Let's say you are using the 15 PSIA transducer and are at atmospheric pressure for the minimum pressure. Since atmospheric pressure is about 14.7 PSIA, you are nearly at full-scale for this transducer, half of full-scale for the 30 PSIA transducer, and one third of full-scale for the 60 PSIA transducer. Without nulling any of the transducers the instrumentation amplifiers could be set at a gain of 50 to produce +5 V full-scale output for each transducer, but the 15 PSIA transducer would almost immediately reach its linear full-scale limit (but not its maximum safe pressure limit of 45 PSIA) when the gauge pressure increases from atmospheric pressure, 0 PSIG, to 0.3 PSIG. That's probably a useless measuring range. The 30 PSIA transducer will be at half of full-scale under the same conditions so the pressure can increase from atmospheric pressure, 0 PSIG, to 15 PSIG before it reaches full-scale, but then you are only using half of the linear range of the transducer. The 60 PSIA transducer will be at one-third of full-scale under the same conditions, so the pressure can increase from atmospheric pressure, 0 PSIG, to 45 PSIG before it reaches full-scale, and now you are using two-thirds of the transducer range.

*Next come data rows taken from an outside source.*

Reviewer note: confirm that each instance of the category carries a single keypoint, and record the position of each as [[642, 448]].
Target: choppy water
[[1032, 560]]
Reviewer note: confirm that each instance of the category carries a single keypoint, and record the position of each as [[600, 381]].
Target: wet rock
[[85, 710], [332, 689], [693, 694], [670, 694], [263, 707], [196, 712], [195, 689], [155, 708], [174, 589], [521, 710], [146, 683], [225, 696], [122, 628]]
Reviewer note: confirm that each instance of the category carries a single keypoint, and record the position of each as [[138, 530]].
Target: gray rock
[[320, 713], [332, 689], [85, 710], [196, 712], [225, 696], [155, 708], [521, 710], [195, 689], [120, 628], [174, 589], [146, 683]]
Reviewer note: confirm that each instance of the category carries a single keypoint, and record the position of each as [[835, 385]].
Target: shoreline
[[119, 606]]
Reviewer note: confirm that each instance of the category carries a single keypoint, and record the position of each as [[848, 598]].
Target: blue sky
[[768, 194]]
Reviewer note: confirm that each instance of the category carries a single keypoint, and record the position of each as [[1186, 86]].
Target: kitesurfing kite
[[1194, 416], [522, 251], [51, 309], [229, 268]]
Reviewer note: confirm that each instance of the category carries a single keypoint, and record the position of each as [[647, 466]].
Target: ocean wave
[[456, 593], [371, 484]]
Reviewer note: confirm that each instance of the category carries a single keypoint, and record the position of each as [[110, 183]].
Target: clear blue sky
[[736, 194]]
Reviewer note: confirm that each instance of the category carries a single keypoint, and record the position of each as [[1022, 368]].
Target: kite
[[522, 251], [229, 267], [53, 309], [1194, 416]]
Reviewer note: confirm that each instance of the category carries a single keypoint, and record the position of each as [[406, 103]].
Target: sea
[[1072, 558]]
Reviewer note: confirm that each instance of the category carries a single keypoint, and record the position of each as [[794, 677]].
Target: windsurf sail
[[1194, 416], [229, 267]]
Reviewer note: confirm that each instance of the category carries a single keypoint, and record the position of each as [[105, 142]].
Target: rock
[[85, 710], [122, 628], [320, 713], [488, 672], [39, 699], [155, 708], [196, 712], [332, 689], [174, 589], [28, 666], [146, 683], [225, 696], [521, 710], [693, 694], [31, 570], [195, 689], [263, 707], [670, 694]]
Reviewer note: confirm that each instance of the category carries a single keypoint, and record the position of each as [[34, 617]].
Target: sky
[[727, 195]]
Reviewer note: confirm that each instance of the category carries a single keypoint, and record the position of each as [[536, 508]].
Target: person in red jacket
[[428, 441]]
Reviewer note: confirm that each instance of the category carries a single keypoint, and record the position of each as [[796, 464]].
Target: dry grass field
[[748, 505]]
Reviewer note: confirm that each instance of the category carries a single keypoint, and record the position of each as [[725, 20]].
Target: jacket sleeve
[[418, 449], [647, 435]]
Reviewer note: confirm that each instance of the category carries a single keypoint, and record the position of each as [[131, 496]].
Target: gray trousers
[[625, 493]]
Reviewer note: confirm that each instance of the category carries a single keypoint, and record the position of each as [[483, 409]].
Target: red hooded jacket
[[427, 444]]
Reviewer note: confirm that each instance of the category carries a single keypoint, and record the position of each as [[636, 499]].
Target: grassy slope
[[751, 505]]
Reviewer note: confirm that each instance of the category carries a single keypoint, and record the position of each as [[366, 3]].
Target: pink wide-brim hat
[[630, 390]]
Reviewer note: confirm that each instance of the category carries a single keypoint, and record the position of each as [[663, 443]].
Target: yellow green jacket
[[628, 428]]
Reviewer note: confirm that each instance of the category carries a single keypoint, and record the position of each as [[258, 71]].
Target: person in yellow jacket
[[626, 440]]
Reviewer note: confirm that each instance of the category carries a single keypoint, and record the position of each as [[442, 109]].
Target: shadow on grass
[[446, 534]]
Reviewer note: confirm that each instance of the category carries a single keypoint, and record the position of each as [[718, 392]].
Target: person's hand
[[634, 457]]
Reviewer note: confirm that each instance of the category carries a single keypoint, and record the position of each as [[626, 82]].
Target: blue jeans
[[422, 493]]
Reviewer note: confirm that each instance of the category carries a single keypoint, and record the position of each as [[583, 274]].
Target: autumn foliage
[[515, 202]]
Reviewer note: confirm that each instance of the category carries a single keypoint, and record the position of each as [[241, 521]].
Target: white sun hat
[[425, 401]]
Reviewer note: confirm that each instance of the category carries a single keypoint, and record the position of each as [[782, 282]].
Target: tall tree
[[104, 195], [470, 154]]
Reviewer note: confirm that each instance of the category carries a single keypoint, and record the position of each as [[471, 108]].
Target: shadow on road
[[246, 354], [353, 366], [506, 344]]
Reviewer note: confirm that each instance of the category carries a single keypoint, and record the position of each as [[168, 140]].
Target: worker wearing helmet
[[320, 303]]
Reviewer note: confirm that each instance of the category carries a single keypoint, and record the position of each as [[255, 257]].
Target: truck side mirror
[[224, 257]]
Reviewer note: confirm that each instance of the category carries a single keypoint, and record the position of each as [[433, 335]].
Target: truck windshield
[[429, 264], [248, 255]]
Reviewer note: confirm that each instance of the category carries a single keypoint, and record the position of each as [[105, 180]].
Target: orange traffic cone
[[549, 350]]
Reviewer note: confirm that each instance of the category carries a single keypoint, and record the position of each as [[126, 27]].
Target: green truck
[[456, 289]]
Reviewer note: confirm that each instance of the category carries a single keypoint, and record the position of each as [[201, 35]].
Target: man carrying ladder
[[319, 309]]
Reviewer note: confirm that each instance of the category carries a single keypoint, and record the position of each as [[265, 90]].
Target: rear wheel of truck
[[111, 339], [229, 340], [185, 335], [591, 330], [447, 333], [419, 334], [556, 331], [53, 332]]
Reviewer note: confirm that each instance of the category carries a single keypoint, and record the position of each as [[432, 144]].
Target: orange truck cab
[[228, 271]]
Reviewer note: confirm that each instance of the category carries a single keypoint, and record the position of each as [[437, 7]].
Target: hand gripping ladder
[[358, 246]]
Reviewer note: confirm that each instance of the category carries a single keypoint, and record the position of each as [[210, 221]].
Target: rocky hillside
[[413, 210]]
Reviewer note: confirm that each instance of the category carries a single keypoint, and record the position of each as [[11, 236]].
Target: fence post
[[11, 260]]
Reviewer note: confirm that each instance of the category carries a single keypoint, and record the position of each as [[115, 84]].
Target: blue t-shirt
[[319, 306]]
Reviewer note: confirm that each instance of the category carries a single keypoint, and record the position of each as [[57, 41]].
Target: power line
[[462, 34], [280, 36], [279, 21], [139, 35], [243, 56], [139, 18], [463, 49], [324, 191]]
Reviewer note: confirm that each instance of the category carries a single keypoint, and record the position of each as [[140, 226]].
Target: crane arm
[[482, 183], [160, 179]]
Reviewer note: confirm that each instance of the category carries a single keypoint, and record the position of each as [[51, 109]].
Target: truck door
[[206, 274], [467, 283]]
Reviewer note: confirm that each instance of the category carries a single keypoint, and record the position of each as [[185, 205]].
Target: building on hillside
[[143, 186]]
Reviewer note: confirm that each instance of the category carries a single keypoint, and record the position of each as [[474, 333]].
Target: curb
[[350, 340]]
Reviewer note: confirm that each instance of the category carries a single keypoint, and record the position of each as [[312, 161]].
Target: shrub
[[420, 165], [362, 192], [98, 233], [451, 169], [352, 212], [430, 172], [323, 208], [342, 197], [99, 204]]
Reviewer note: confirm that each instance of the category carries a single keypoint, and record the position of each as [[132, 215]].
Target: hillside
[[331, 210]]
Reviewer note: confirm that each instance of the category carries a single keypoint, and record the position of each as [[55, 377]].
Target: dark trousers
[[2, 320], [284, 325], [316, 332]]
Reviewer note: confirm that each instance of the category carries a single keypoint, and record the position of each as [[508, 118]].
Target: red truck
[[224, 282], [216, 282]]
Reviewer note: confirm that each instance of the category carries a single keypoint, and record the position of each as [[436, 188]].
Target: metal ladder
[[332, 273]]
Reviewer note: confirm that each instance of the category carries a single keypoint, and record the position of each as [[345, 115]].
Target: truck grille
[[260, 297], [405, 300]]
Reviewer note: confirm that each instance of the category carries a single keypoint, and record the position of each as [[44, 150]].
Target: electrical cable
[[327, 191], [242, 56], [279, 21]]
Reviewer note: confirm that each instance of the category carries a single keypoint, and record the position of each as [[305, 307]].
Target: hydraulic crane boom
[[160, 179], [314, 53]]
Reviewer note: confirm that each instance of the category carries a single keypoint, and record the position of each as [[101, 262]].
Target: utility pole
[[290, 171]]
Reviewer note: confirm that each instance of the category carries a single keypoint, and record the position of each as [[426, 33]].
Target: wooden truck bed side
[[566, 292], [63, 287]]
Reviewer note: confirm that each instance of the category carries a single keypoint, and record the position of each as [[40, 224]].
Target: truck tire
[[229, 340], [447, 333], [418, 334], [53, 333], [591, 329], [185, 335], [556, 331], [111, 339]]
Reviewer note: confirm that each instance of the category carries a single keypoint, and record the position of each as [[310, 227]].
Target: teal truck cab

Unless your applied pressure is less than atmospheric pressure (you pull a partial vacuum on the air bladder), you will always be limited to less than the full-scale range of the transducer without external offset nulling of the bridge. That's just the way an absolute pressure transducer rolls. Some designers will just accept this and compensate for it in the analog-to-digital conversion, subtracting out the offset in software. What you sacrifice is dynamic range in the measurement since the instrumentation amplifier gain must be small enough to accommodate the initial offset and not saturate (become non-linear) when full-scale output, plus the offset, from the bridge is applied.
Your product has an inherent and unpredictable maximum offset of ±35 mV at 0 PSIA input pressure, which is one third of the linear output range of 100 mV. It is impossible to know the magnitude and polarity of this offset without measuring it for each transducer, but you can set the amplifier gain to accommodate whatever it is without external nulling. For example, choose worst case of +35 mV offset that is not nulled externally. With a gain of 50, this produces an output of +1.75 volts from the instrumentation amplifier, leaving 3.75 volts of headroom for signal if the maximum output is limited to 5 volts. However, increasing the output capability to, say, ±10 V restores the headroom and allows the transducer's 100 mV full-scale change in output to produce 6.5 V at the output of the instrumentation amplifier. Voila! No external nulling required. You can now remove the high-level +1.75 V offset output by subtracting it from the instrumentation amplifier output using a simple op-amp summing circuit, or scale and digitize the output with an A/D converter, removing the offset in software. The latter is the approach I would take to minimize external components associated with the pressure transducer.
It would help if we knew what you are trying to do rather than how you plan to do it. For example, one transducer with 60 PSIA range may be sufficient to use without external nulling if a high-resolution A/D converter (22 or 23 bits delta-sigma converter comes to mind) is used at the instrumentation amplifier output. Non-linearity and offset can be easily removed with software.
Hop
BTW:
@AnalogKid knows what he's talking about. He's just less windy than I am.